I Move in Good Society
I walked out of that house next morning with Blenkiron's arm in mine, a different being from the friendless creature who had looked vainly the day before for sanctuary. To begin with, I was splendidly dressed. I had a navy-blue suit with square padded shoulders, a neat black bow-tie, shoes with a hump at the toe, and a brown bowler. Over that I wore a greatcoat lined with wolf fur. I had a smart malacca cane, and one of Blenkiron's cigars in my mouth. Peter had been made to trim his beard, and, dressed in unassuming pepper-and-salt, looked with his docile eyes and quiet voice a very respectable servant. Old Blenkiron had done the job in style, for, if you'll believe it, he had brought the clothes all the way from London.
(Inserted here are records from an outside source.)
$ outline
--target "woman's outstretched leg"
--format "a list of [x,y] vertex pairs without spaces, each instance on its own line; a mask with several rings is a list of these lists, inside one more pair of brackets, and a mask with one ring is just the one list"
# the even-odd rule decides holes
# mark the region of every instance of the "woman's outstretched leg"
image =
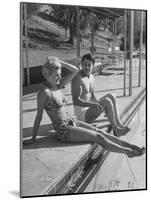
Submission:
[[113,143],[116,143],[120,146],[123,146],[123,147],[126,147],[126,148],[133,148],[133,149],[136,149],[140,152],[142,152],[142,148],[138,147],[137,145],[134,145],[134,144],[131,144],[131,143],[128,143],[124,140],[121,140],[113,135],[110,135],[108,133],[106,133],[105,131],[102,131],[88,123],[85,123],[85,122],[81,122],[81,121],[78,121],[77,125],[79,125],[80,127],[83,127],[83,128],[86,128],[86,129],[90,129],[90,130],[93,130],[93,131],[96,131],[100,134],[102,134],[104,137],[106,137],[108,140],[110,140],[111,142]]
[[69,142],[98,143],[104,149],[111,152],[127,154],[129,157],[140,156],[140,152],[138,152],[136,149],[118,145],[108,140],[103,134],[97,133],[96,131],[82,127],[73,127],[73,126],[70,126],[69,130],[70,130],[70,136],[68,139]]
[[121,128],[118,126],[112,101],[109,98],[102,98],[102,100],[100,100],[100,105],[104,108],[105,113],[117,136],[125,135],[129,131],[129,129],[127,127]]
[[[118,110],[118,106],[117,106],[117,99],[116,99],[115,95],[110,93],[110,94],[105,95],[103,98],[109,98],[111,100],[111,102],[113,104],[114,112],[115,112],[115,120],[117,122],[117,125],[120,128],[124,128],[124,125],[120,120],[119,110]],[[102,99],[100,99],[99,101],[101,102]]]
I realized now why he and Sandy had been fossicking in my wardrobe. Peter's suit had been of Sandy's procuring, and it was not the fit of mine. I had no difficulty about the accent. Any man brought up in the colonies can get his tongue round American, and I flattered myself I made a very fair shape at the lingo of the Middle West.
The wind had gone to the south and the snow was melting fast. There was a blue sky above Asia, and away to the north masses of white cloud drifting over the Black Sea. What had seemed the day before the dingiest of cities now took on a strange beauty, the beauty of unexpected horizons and tongues of grey water winding below cypress-studded shores. A man's temper has a lot to do with his appreciation of scenery. I felt a free man once more, and could use my eyes.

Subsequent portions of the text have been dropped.